# Introduction to Spark 🎇🎇

![](https://full-stack-assets.s3.eu-west-3.amazonaws.com/images/Apache_Spark_logo-f31fc9de-9456-4351-b459-2fe24f92628b.png)

## What you will learn in this course 🧐🧐
This course will teach you some theory about the Spark framework, how it works and what advantages it has over other distributed computing frameworks. Here's the outline:

* Numbers everyone should know
* Apache Spark
* Hadoop vs Spark
    * Faster through In-Memory computation
    * Simpler (high-level APIs) and execution engine optimisation
* Need for a DFS (Distributed File System)
* Spark's mechanics
    * DAG (Directed Acyclic Graphs) scheduling
    * Lazy execution
        * Transformations
        * Actions
    * Mixed language
* PySpark


## Numbers everyone should know 🔢🔢

> Remember that there is a "computer" in "computer science".
— Peter Norvig

- CPU ≈ 1 ns
- Memory ≈ 100 ns
- Disk ≈ 20 μs
- Network ≈ 150 ms

This means CPU $10^{-9}s$ is a hundred time faster than memory access $10^{-7}s$ is two hundred times faster than disk access $2\times 10^{-5}s$ which is itself about ten thousand times faster than network data transmission $1.5 \times 10^{-1}s$. This gives you some high level perspective on how developers can make code run faster, by relying primarily on faster components for computation.

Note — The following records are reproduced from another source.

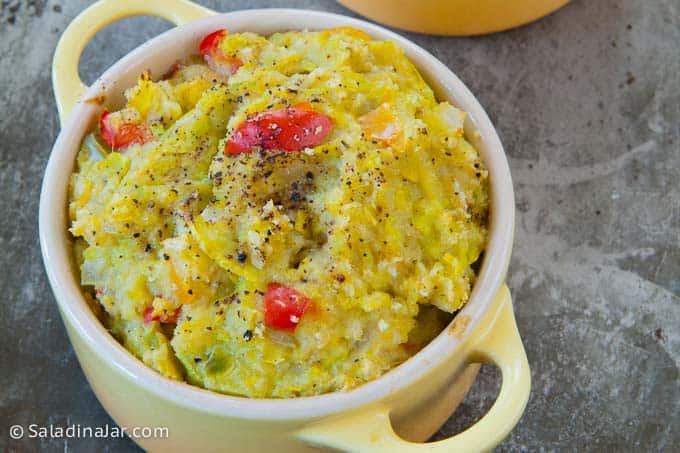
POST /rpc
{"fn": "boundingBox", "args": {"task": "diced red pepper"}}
[199,29,243,77]
[264,283,311,331]
[143,306,181,324]
[99,110,153,150]
[199,29,227,55]
[143,307,155,323]
[225,104,333,155]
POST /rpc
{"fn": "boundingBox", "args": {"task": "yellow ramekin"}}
[338,0,571,36]
[40,1,530,451]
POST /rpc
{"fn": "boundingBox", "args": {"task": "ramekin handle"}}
[296,284,531,452]
[52,0,215,124]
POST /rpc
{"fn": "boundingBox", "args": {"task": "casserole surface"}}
[68,29,489,398]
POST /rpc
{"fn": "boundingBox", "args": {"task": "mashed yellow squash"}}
[69,29,489,397]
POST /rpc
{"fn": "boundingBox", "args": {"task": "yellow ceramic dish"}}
[41,0,530,451]
[338,0,571,36]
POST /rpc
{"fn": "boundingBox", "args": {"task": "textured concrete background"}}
[1,0,678,451]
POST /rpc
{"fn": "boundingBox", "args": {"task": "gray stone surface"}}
[1,0,678,451]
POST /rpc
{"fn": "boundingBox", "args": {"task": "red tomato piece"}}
[199,29,243,77]
[225,105,333,155]
[264,283,312,331]
[99,110,153,150]
[143,306,181,324]
[199,29,227,55]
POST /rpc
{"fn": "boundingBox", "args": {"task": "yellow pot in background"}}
[338,0,571,35]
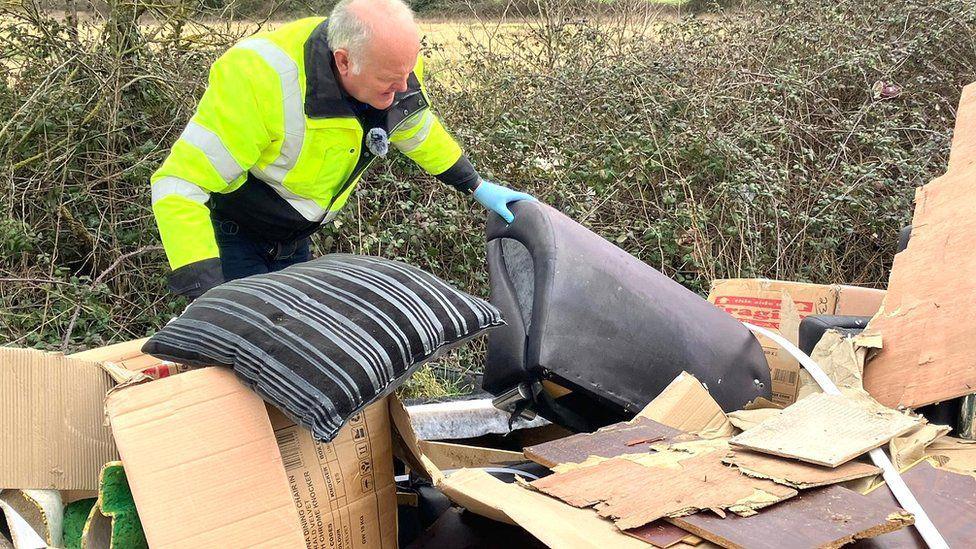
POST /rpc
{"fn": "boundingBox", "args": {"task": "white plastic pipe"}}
[743,323,948,549]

Before we dive into Spark, it's important to understand some concepts of computer science, in particular these latency numbers every programmer should know, first talked about by Peter Norvig in its famous [Teach yourself programming in 10 years](http://norvig.com/21-days.html#answers).

## Apache Spark ✨✨

Apache Spark in an open-source distributed cluster-computing system designed to be fast and general-purpose.

Created in 2009 at Berkeley's AMPLab by Matei Zaharia, the Spark codebase was donated in 2013 to the Apache Software Foundation. It has since become one of its most active projects.

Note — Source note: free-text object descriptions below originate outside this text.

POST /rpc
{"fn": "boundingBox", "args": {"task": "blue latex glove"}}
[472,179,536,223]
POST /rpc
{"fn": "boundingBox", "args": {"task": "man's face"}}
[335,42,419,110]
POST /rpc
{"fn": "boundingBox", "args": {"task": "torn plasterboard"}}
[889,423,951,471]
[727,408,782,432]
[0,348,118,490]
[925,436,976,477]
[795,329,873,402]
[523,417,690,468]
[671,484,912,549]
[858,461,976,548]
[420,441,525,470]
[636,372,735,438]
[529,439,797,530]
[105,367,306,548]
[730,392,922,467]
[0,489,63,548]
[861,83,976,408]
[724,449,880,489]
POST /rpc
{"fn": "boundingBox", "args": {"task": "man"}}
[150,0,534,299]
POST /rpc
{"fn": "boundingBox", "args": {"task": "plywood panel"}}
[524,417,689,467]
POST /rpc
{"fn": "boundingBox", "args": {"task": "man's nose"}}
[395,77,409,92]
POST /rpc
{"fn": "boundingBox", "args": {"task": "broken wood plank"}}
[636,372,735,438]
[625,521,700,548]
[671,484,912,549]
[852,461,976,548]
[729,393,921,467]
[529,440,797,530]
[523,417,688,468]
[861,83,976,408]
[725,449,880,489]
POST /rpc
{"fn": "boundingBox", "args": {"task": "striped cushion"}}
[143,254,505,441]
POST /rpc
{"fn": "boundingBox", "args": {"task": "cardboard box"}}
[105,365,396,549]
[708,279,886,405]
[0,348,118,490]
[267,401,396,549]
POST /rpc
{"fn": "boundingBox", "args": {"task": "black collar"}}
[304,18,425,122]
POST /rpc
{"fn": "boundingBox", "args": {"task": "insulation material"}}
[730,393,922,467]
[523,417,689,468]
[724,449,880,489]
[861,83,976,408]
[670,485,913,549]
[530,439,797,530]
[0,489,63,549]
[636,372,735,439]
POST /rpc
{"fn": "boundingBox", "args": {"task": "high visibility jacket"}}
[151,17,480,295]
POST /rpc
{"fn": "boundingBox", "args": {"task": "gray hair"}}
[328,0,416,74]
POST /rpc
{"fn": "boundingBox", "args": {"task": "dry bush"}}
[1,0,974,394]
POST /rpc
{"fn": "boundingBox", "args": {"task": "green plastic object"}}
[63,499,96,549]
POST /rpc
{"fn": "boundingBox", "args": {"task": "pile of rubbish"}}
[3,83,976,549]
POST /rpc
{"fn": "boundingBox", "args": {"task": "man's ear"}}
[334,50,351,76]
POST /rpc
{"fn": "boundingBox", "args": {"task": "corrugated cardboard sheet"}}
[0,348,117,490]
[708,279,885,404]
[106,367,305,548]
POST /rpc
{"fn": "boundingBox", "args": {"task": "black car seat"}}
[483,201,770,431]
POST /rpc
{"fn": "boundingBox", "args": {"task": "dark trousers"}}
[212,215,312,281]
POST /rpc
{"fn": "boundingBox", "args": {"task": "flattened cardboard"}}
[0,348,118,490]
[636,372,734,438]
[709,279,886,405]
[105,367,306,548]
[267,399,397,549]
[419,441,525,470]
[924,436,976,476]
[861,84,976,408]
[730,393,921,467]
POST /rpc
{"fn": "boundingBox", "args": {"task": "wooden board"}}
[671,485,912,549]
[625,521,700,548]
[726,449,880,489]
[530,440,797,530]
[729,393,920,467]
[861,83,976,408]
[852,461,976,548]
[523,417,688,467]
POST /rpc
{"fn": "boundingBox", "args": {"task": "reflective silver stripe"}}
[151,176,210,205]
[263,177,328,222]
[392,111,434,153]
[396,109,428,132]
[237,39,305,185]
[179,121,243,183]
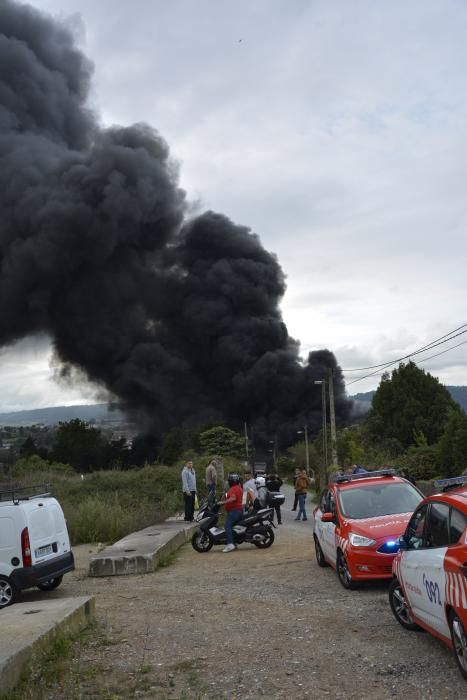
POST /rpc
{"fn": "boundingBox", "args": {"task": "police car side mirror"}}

Spark provides high-level APIs in Scala, Java, Python and R and an optimized execution engine. On top of this technology, sit higher-lever tools including Spark SQL, MLlib, GraphX and Spark Streaming.

## Hadoop vs Spark 🐘🆚✨

- Faster through In-Memory computation
- Simpler (high-level APIs) and execution engine optimisation

### Faster through In-Memory computation ⚡

Because memory time access is much faster than disk access, Spark's In-Memory computation makes it much faster than Hadoop which relies on disk

### Simpler (high-level APIs) and execution engine optimisation 🧸

Spark's high-level APIs combined with lazy computation *means we don't have to optimize each query. Spark execution engine will take care of building an optimized physical execution plan.*

Also, code you write in "local" mode will work on a cluster "out-of-the-box" thanks to Spark's higher level API.

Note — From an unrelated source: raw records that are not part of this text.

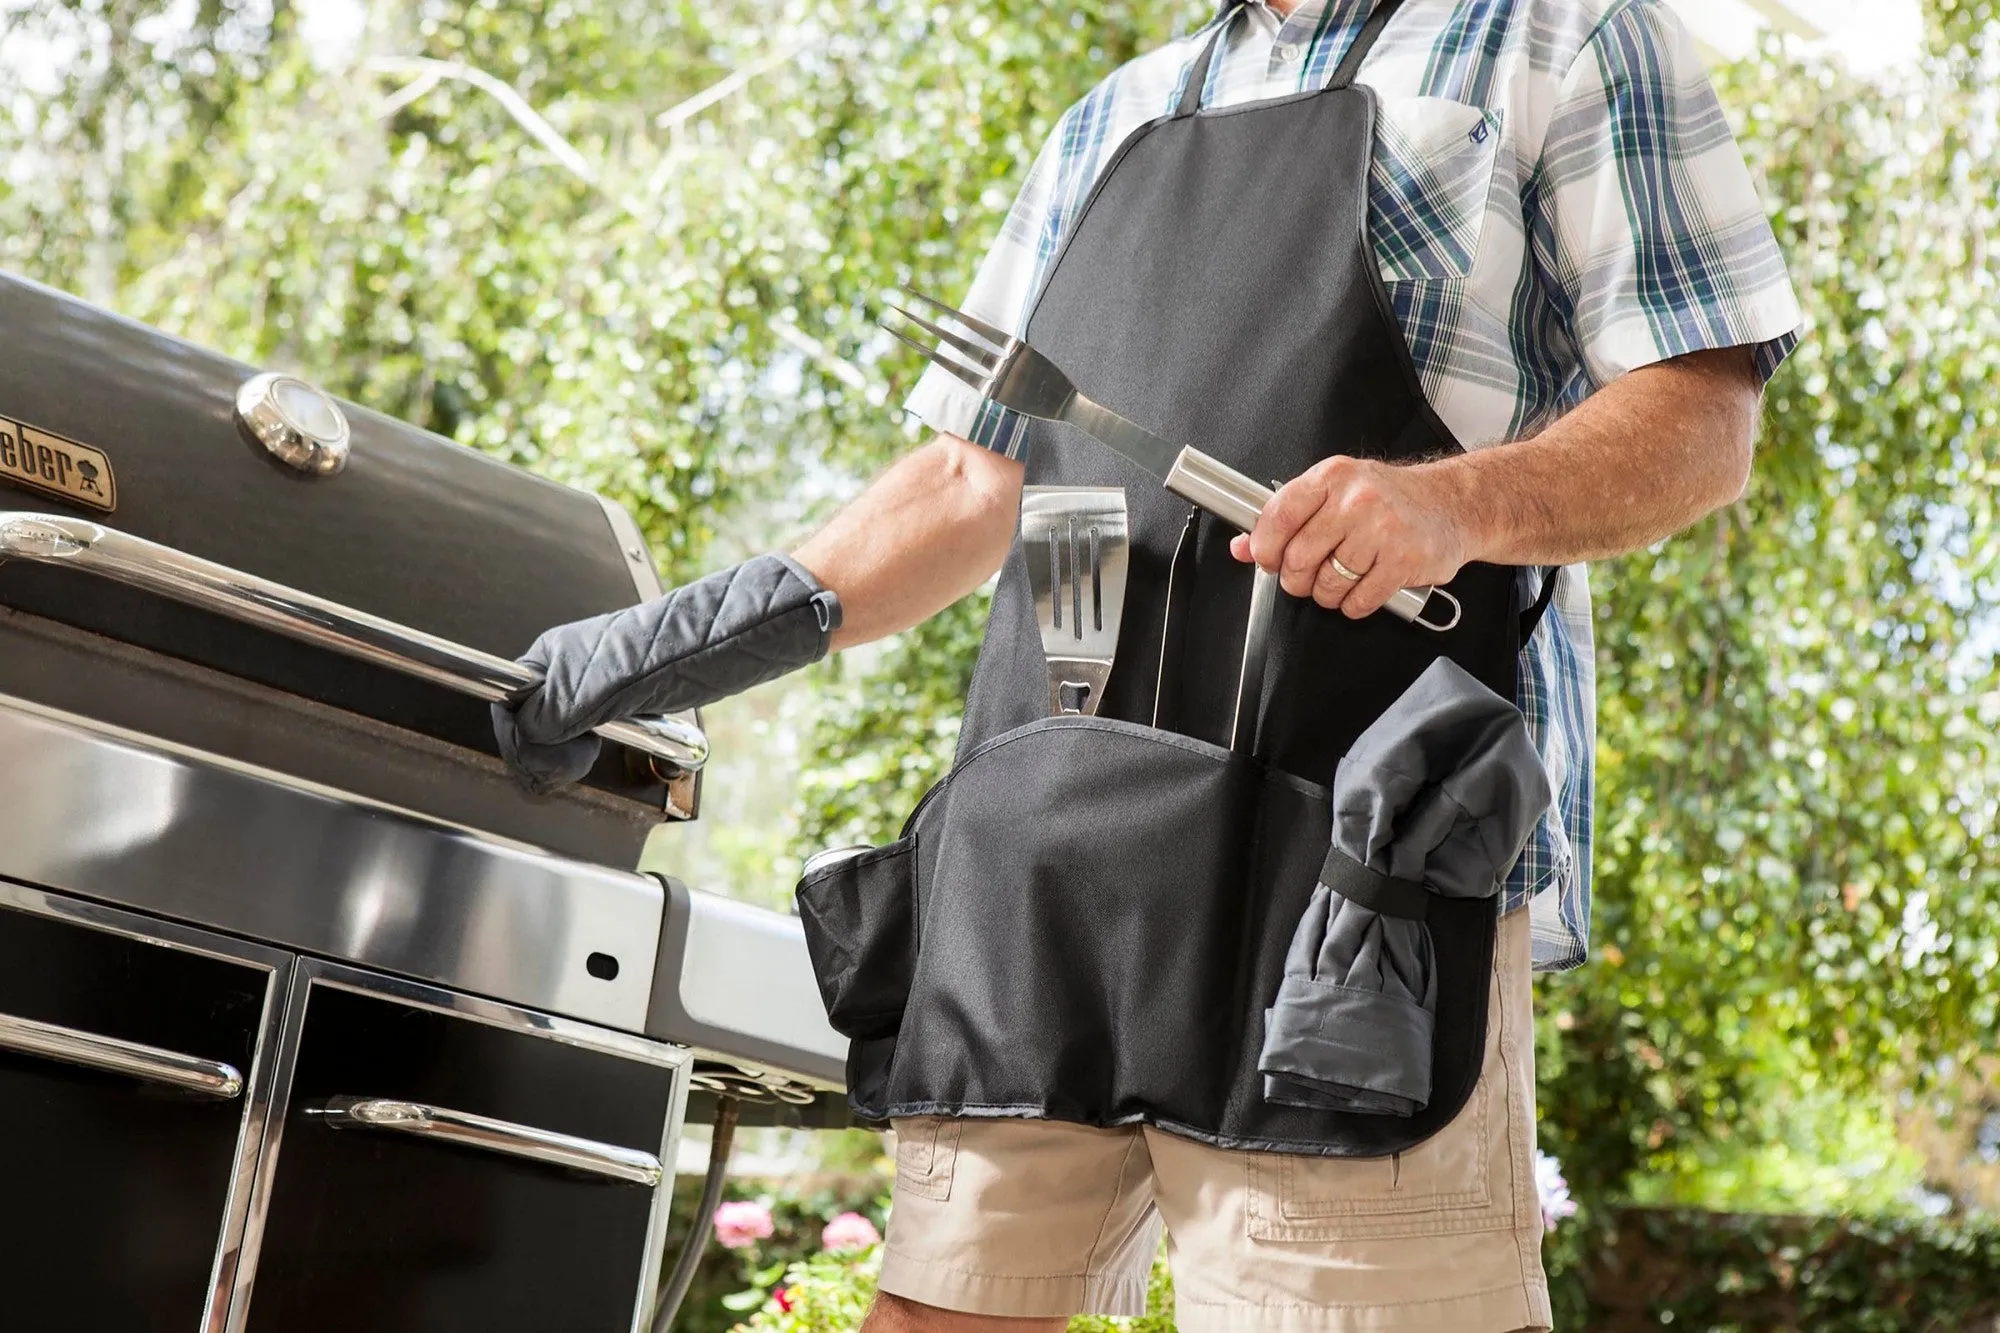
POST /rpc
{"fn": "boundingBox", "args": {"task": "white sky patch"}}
[298,0,367,70]
[1667,0,1925,75]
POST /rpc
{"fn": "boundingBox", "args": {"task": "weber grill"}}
[0,270,846,1333]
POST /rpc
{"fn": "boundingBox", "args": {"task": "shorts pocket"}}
[1245,1060,1511,1241]
[893,1117,962,1203]
[796,839,917,1040]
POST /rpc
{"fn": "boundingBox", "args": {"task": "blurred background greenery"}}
[4,0,1998,1325]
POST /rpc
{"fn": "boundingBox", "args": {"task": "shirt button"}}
[1277,41,1305,62]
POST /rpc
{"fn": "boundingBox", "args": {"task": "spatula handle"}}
[1162,447,1460,633]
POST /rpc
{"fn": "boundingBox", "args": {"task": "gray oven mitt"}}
[1259,657,1549,1116]
[491,553,841,792]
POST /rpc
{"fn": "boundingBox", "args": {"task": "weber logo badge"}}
[0,415,116,513]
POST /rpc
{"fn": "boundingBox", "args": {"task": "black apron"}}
[800,0,1547,1156]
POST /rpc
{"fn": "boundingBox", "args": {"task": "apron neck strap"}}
[1328,0,1408,89]
[1179,0,1409,119]
[1176,8,1239,119]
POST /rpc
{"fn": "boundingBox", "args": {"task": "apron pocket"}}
[886,716,1320,1128]
[796,839,918,1041]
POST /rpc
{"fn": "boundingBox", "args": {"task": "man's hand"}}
[1229,456,1474,619]
[1230,345,1766,612]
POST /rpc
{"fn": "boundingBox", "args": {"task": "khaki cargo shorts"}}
[878,908,1550,1332]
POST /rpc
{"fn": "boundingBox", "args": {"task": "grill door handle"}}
[0,1012,245,1098]
[0,511,709,775]
[313,1095,663,1186]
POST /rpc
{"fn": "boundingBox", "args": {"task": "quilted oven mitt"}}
[492,554,841,792]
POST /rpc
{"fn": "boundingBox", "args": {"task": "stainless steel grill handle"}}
[0,511,709,774]
[312,1095,663,1186]
[0,1011,245,1098]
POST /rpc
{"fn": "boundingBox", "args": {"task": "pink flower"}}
[774,1287,796,1313]
[820,1210,882,1252]
[713,1200,775,1249]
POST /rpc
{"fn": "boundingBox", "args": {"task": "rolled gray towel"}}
[1260,657,1549,1116]
[492,553,842,792]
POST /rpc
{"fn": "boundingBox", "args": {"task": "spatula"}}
[1021,487,1129,716]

That doesn't mean it will be easy to write Spark code, but Spark makes it much easier to write optimized code that will run at big data scale.

## The need for a distributed storage 🔀🔀

If compute is distributed, all the machine needs to have access to the data, without a distributed storage that would be **very tedious**.

Unlike Hadoop, Spark doesn't come with its own file system, but can interface with many existing ones, such as Hadoop Distributed File System (HDFS), Cassandra, Amazon S3 and many more...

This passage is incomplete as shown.